Bild: Wer wird am Leben festhalten?
[1][Walter Jens] war zeit seines Lebens einer der vehementesten Verfechter
der Sterbehilfe. Sein Sohn Tilman Jens erzählt in [2][„Demenz – Abschied
von meinem Vater“], dass er auch privat von seiner Familie verlangte, ihn
sterben zu lassen, sollten seine geistigen Kräfte nachlassen. Als dann die
Demenz festgestellt wurde und sich im Laufe der Zeit immer stärker
manifestierte, sprach er zwar weiterhin davon, bald sterben zu wollen;
beendete seine Vorträge aber regelmäßig mit dem Satz: „Heute jedoch nicht.…
Schlussendlich war es der Sohn, der es nicht fassen konnte, wie sein Vater
glücklich Kaninchen fütterte und sich zufrieden die ihm gereichten
Wurstwecken einverleibte – der Vater, dieser große Gelehrte! Der dieses
Leben nie wollte! Und jetzt einfach – glücklich war! Wie kann das sein?
Es ist nur eine Anekdote, aber eine, die geeignet ist, die Differenz
zwischen Ideal und Wirklichkeit beim Thema Sterbehilfe aufzubrechen.
Idealist*innen waren enttäuscht davon, [3][dass der Gesetzgeber sich
wieder einmal nicht auf ein Modell zur gewerbsmäßigen Regelung der
Sterbehilfe einigen konnte]. Diese Neuregelung war nötig geworden, weil das
Bundesverfassungsgericht ein prinzipielles Verbot gewerbsmäßiger
Sterbehilfe für verfassungswidrig erklärt hat (gewerbsmäßig heißt hier
nicht, dass damit Profit gemacht wird, sondern dass das Angebot zur
Assistenz regelmäßig geschieht).
Bei Gesundheitsthemen kommt es regelmäßig zu Konflikten zwischen den
Freiheiten einer gesunden Mehrheit und der Sicherheit einer gefährdeten
Minderheit. Besonders heftig wurde dieser Konflikt während der
[4][Coronapandemie] und zuungunsten der Gefährdeten entschieden. Auch beim
Thema Sterbehilfe hat sich das Bundesverfassungsgericht auf die Seite der
liberal Autonomen geschlagen, als es entschied, dass für eine Sterbehilfe
Erkrankungen und dergleichen keine Rolle spielen, das Motiv also egal ist,
mit [5][den Worten des Gerichts]: „Die Freiheit, sich das Leben zu nehmen,
umfasst auch die Freiheit, hierfür bei Dritten Hilfe zu suchen und Hilfe,
soweit sie angeboten wird, in Anspruch zu nehmen.“
Es ist dies ein gefährlicher Weg; ein Weg, der so tut, als hätte jedermann
immerzu eine Wahl und als wäre das Gesundheitssystem tatsächlich ein
Hilfesystem (was es auch ist) und nicht eine Zermürbungsmaschine (als das
es sich insbesondere bei chronischen Erkrankungen häufiger erweist). Dieser
Weg entspringt der Überzeugung, dass der Mensch dann am glücklichsten ist,
wenn er für sich selbst einsteht und unabhängig ist.

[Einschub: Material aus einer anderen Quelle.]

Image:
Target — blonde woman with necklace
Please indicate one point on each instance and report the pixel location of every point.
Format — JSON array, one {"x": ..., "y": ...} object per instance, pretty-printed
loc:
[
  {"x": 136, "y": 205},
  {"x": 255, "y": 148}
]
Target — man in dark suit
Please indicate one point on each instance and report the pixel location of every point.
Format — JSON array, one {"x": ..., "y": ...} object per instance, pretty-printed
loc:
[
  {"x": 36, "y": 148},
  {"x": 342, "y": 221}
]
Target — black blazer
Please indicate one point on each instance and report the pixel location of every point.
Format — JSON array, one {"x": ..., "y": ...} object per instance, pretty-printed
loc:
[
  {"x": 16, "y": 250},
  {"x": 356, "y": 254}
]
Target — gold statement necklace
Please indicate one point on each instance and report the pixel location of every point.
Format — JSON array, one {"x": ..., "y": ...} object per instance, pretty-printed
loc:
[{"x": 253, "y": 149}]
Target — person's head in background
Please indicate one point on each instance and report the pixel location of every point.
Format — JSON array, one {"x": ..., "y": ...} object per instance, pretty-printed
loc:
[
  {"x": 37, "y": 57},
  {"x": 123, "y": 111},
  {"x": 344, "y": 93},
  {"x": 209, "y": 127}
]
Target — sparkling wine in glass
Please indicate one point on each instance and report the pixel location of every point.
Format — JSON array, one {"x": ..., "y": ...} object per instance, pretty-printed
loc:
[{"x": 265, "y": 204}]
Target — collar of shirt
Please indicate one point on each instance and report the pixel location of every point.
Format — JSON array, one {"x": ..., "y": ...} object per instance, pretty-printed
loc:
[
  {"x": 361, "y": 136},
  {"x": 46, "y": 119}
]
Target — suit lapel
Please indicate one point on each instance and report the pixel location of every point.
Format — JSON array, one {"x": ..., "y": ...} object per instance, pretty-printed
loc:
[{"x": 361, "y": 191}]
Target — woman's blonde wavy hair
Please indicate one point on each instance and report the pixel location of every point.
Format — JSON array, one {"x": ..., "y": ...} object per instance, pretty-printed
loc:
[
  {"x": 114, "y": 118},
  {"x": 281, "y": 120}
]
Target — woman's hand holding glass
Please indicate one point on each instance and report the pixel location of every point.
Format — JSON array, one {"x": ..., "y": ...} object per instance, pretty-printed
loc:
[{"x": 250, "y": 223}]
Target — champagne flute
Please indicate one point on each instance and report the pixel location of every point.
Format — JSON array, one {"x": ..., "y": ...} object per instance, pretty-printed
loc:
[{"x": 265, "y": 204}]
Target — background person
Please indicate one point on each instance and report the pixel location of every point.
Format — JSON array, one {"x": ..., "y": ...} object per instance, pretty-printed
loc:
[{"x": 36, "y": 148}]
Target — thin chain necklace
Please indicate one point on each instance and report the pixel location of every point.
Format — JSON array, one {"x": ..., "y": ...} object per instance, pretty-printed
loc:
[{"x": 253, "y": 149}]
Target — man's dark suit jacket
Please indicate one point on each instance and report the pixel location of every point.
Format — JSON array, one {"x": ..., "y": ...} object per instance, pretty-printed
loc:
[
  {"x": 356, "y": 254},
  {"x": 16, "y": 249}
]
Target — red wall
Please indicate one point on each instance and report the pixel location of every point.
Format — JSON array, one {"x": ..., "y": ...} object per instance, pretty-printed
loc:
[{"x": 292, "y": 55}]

Zu dieser Idee des freien Menschen gesellt sich eine Politik, die
Abhängigkeit bestraft. Hilfen sind teuer, das Geld wird knapper, die Zahl
derjenigen, die Hilfe brauchen, wird größer, und in der Pandemie hat sich
gezeigt, dass ein relevanter Teil der Ärzt*innenschaft sich nicht
schützend vor besonders gefährdete Personen stellt, sondern lieber für die
Aufhebung von Maßnahmen eintritt (so beispielsweise der Chef der
Kassenärztlichen Bundesvereinigung, Andreas Gassen, als er im Januar 2023
ein Ende der Maskenpflicht in Arztpraxen forderte).

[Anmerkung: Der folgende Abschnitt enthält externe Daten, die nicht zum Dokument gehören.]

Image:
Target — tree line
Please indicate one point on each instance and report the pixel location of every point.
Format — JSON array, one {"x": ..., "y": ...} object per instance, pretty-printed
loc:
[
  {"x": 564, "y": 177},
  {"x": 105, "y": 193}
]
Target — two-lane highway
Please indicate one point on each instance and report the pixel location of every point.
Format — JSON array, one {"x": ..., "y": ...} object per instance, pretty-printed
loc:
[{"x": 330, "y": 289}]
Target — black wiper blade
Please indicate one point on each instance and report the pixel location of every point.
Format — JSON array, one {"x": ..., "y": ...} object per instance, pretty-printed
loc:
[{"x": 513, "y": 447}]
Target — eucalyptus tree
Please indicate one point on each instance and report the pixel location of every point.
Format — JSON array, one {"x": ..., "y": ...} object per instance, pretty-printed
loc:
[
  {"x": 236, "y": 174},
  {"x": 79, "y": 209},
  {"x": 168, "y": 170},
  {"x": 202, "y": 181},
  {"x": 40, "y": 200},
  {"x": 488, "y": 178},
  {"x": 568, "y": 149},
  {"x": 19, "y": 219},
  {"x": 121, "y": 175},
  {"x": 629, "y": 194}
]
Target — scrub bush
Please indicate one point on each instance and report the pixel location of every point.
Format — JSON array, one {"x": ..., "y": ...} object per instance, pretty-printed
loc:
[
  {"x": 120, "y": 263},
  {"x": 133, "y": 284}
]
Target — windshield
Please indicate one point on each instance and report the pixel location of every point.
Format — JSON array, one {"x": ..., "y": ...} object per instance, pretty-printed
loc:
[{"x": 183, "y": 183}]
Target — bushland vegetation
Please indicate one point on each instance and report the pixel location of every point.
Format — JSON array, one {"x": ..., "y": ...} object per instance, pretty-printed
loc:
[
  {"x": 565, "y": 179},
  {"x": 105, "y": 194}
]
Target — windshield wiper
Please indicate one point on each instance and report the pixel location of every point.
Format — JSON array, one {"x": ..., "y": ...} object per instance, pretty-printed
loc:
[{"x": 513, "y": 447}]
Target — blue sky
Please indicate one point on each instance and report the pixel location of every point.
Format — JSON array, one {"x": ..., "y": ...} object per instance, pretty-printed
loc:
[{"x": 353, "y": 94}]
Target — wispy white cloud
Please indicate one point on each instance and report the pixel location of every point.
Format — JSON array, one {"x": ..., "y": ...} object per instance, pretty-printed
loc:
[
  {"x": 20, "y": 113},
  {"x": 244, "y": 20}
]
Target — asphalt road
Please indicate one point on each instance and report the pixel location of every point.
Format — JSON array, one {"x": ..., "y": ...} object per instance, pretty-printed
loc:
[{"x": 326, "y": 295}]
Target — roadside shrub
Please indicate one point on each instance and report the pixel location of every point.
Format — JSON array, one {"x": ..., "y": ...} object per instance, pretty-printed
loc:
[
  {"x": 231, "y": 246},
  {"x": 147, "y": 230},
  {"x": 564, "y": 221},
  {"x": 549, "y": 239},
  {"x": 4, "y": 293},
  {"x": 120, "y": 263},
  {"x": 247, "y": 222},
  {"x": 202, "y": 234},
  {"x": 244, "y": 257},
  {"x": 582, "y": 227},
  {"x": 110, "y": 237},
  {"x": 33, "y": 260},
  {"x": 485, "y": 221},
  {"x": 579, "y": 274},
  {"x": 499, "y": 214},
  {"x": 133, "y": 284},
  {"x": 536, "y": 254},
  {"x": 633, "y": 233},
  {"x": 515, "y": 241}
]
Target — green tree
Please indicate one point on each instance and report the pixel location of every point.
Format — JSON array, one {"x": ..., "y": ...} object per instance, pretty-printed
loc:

[6][Jetzt nehmen die Fälle neurodegenerativer Erkrankungen zu], es wurde in
Notaufnahmen [7][triagiert], es gibt dokumentierte Fälle von Bitten aus den
Rettungsstellen an Altenheime, infizierte Patient*innen nicht
einzuweisen; und trotzdem wird diesem System eine letztinstanzlich
objektive Entscheidungsfindung anvertraut, ob jemand beim Sterben geholfen
werden darf oder nicht. Weil alles andere zu teuer wäre.

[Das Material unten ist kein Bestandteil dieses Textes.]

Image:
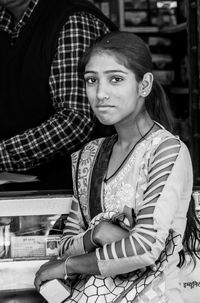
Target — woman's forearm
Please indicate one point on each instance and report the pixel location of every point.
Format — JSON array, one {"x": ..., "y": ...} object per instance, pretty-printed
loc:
[{"x": 82, "y": 264}]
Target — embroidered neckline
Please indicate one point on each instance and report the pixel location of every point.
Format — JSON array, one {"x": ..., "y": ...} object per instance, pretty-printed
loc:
[{"x": 129, "y": 153}]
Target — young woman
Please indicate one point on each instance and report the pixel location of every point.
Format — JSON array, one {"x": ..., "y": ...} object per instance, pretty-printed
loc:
[{"x": 132, "y": 190}]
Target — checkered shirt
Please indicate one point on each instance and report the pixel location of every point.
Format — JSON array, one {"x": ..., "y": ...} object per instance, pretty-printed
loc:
[{"x": 73, "y": 121}]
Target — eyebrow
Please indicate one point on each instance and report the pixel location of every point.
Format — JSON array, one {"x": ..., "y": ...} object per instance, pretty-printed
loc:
[{"x": 107, "y": 72}]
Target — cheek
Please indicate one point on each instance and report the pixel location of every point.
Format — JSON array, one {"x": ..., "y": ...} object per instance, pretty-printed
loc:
[{"x": 91, "y": 96}]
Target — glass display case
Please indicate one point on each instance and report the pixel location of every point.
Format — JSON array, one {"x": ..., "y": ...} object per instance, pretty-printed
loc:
[{"x": 30, "y": 229}]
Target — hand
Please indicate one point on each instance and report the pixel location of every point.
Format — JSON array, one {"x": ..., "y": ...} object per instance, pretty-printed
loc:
[
  {"x": 106, "y": 232},
  {"x": 128, "y": 212},
  {"x": 50, "y": 270}
]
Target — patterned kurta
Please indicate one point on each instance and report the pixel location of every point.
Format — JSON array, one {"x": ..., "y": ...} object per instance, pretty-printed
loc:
[{"x": 156, "y": 181}]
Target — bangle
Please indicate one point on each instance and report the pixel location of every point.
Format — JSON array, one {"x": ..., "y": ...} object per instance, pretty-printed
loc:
[
  {"x": 66, "y": 274},
  {"x": 91, "y": 238}
]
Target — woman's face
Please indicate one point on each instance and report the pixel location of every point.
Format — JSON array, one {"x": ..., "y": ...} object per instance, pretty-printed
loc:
[{"x": 112, "y": 90}]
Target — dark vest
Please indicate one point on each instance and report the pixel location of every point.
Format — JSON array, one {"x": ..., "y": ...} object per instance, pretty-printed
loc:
[{"x": 25, "y": 67}]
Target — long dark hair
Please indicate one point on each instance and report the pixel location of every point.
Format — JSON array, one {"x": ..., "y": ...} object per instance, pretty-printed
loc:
[
  {"x": 131, "y": 51},
  {"x": 191, "y": 238}
]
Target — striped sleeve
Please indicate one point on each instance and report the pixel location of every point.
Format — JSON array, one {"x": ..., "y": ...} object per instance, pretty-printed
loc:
[{"x": 137, "y": 250}]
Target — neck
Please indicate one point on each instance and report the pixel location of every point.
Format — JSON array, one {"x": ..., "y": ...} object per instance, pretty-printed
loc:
[
  {"x": 17, "y": 8},
  {"x": 130, "y": 134}
]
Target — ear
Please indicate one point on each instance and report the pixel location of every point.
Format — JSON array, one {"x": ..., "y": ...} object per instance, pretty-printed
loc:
[{"x": 145, "y": 85}]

## Es geht nicht um das Recht auf Suizid
Es ist wichtig, noch einmal festzuhalten, worum es in den jetzt
diskutierten Gesetzentwürfen geht: Es geht nicht um das Recht auf Suizid,
es geht nicht einmal um das Recht auf assistierten Suizid. Beides ist
erlaubt und Zweiteres wird in Einzelfällen auch praktiziert. Worum es jetzt
geht, ist eine Liberalisierung bestehender Praktiken.
Wenn wir über Sterbehilfe reden, müssen wir mindestens über zwei Sorten Tod
sprechen: über den medizinischen Tod, den Tod des Körpers; und über den
sozialen Tod, den ich etwas pathetisch den Tod der Seele nennen möchte. Ein
Beispiel für den seelischen Tod ist besonders gut in [8][Fritz J. Raddatz’
Tagebüchern] dokumentiert, der den Verlust an Ansehen und sozialer
Teilhabe, die das Alter mit sich bringt, nicht erträgt; darüber auch
schwermütig wird, wütend und gallig und irgendwann nicht mehr mag.
„Lebenssatt“ heißt das offenbar neuerdings. Der zweite Band der Tagebücher
ist ein Dokument dieses traurigen Ärgers, das Gefühl zu haben, nicht mehr
genug zu sein, wenn er nicht mehr Fritz J. Raddatz ist.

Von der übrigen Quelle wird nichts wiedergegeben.